Le principe de laïcité en France reposant donc en partie sur la séparation du politique et du religieux, comment comprendre alors la protection de la diplomatie française envers les Chrétiens d’Orient ? Pour Jean-Christophe Peaucelle, interrogé sur ce point, il s’agit de ne pas nier le passé historique des relations et donc à la fois de ne pas abandonner « ses amis qui sont les siens depuis cinq siècles », de ne pas rester passif devant des actes inhumains « sous peine de perdre sa crédibilité » et de promouvoir ainsi « le pluralisme ethnique et religieux » qui constitue « l’avenir du Moyen-Orient ». « Pouvoir questionner sa religion » déclare Lilian Thuram, n’est-ce finalement pas cela qui constitue l’enjeu principal du débat ? Les récents événements terroristes en France mais également dans de grandes parties du monde perpétrés au nom de la religion musulmane ont par exemple révélé, à la différence du catholicisme, des interrogations sur l’absence d’autorité suprême dans l’islam. Dans les pays musulmans, « l’islam structure le politique, le social, l’espace, le temps » rappelle Jean-François Girault.
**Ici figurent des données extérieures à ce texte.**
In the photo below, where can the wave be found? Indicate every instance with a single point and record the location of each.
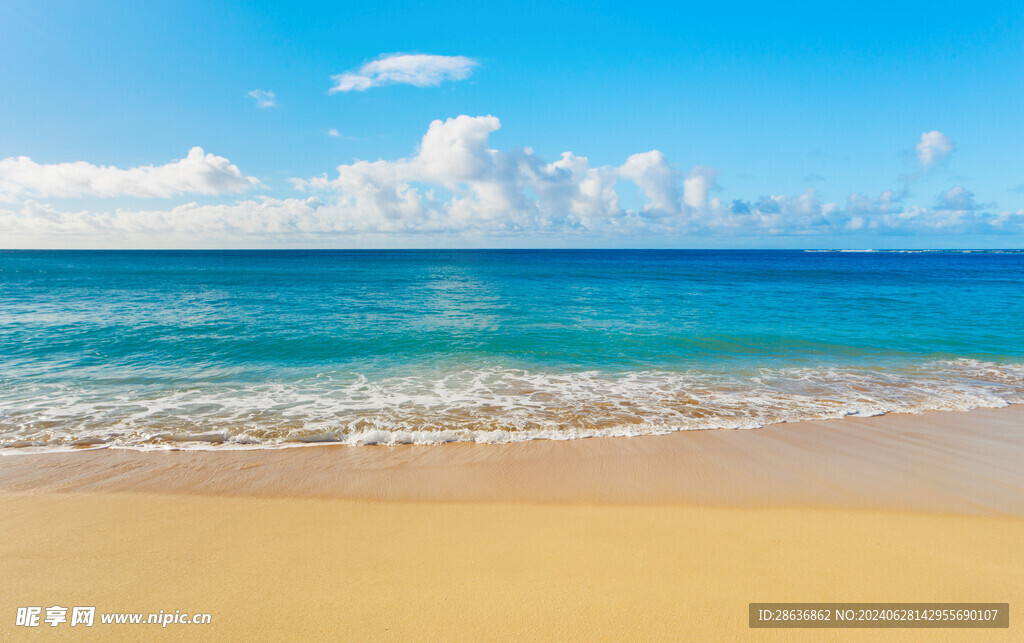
(487, 405)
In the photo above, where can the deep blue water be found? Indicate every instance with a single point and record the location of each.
(162, 348)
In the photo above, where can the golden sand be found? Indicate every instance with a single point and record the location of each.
(555, 541)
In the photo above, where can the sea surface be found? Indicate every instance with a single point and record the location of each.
(249, 348)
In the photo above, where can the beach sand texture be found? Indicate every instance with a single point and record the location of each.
(659, 538)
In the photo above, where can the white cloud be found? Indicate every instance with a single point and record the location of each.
(934, 148)
(957, 198)
(197, 173)
(263, 98)
(458, 189)
(403, 69)
(698, 184)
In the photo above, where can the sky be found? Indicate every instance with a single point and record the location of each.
(527, 125)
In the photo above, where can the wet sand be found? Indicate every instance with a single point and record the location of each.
(662, 537)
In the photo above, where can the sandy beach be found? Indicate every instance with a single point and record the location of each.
(662, 537)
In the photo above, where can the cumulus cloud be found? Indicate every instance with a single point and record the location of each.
(419, 70)
(198, 173)
(263, 98)
(457, 186)
(934, 148)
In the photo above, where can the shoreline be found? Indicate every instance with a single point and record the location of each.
(657, 538)
(955, 462)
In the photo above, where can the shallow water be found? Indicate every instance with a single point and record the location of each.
(196, 349)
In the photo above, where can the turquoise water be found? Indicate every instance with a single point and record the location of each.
(208, 349)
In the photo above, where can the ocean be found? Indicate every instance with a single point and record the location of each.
(219, 349)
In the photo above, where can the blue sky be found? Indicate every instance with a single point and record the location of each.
(740, 108)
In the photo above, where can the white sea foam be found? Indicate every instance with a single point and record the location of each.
(487, 405)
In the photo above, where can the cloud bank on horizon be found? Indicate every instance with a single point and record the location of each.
(197, 173)
(457, 185)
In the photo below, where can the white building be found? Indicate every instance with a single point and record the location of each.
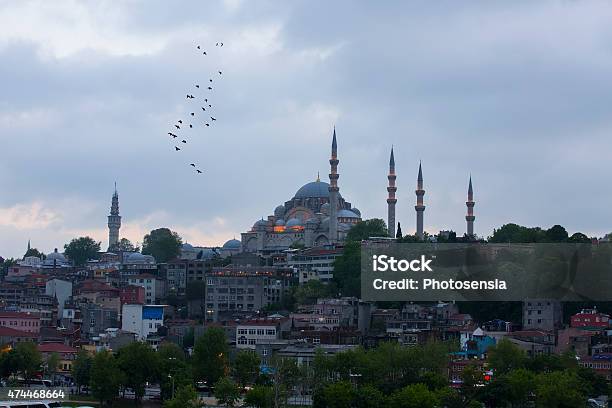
(153, 286)
(142, 319)
(61, 290)
(251, 332)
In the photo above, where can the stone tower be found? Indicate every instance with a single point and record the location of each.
(333, 192)
(469, 218)
(114, 221)
(391, 200)
(420, 207)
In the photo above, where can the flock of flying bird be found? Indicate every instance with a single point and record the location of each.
(201, 109)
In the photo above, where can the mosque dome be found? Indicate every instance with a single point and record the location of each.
(314, 189)
(325, 208)
(279, 211)
(293, 222)
(232, 244)
(56, 256)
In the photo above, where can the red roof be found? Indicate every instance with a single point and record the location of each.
(18, 315)
(56, 348)
(9, 332)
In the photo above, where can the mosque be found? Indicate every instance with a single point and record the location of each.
(316, 216)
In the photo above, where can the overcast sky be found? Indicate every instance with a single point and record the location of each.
(519, 94)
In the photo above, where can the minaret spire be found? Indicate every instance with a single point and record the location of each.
(114, 220)
(469, 218)
(333, 191)
(420, 207)
(391, 200)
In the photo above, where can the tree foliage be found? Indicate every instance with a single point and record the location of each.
(82, 249)
(163, 244)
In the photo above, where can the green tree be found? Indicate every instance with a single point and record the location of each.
(140, 365)
(82, 249)
(106, 377)
(246, 367)
(81, 369)
(505, 356)
(261, 396)
(124, 245)
(227, 392)
(185, 397)
(414, 396)
(556, 234)
(52, 365)
(559, 389)
(163, 244)
(210, 355)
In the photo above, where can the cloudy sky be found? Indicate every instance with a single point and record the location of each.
(519, 94)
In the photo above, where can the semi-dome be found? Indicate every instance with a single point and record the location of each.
(279, 211)
(293, 222)
(314, 189)
(347, 214)
(232, 244)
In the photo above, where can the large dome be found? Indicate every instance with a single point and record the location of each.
(316, 189)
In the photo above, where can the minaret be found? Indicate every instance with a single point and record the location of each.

L’ambassadeur note alors l’avancée du Maroc sur cet aspect avec la formation d’un Conseil des Oulémas (docteurs de la loi coranique) présidé par le Roi et l’accord signé entre la France et le Maroc pour la formation des imams qui reviendraient travailler dans l’Hexagone.

Lilian Thuram, président de la Fondation "Lilian Thuram-éducation contre le rascisme" (Source : leparisien.fr)

Lilian Thuram,
(Source : leparisien.fr)

Les relations entre la diplomatie et le fait religieux sous-tendent ainsi des rapports de force complexes. Jean-Christophe Peaucelle rappelle qu’une diplomatie ne doit en aucun cas « négliger le fait religieux » car celui-ci relève « d’une importance capitale dans de nombreuses sociétés » et constitue un facteur essentiel à prendre en compte dans les relations internationales. Ce que l’on peut retenir en tout point de ce débat est la difficulté toujours plus croissante de la libre appréciation d’un juste équilibre entre intérêt diplomatique, affirmation des valeurs de la Nation et mise en œuvre des principes d’égalité, de liberté de conscience et de religion.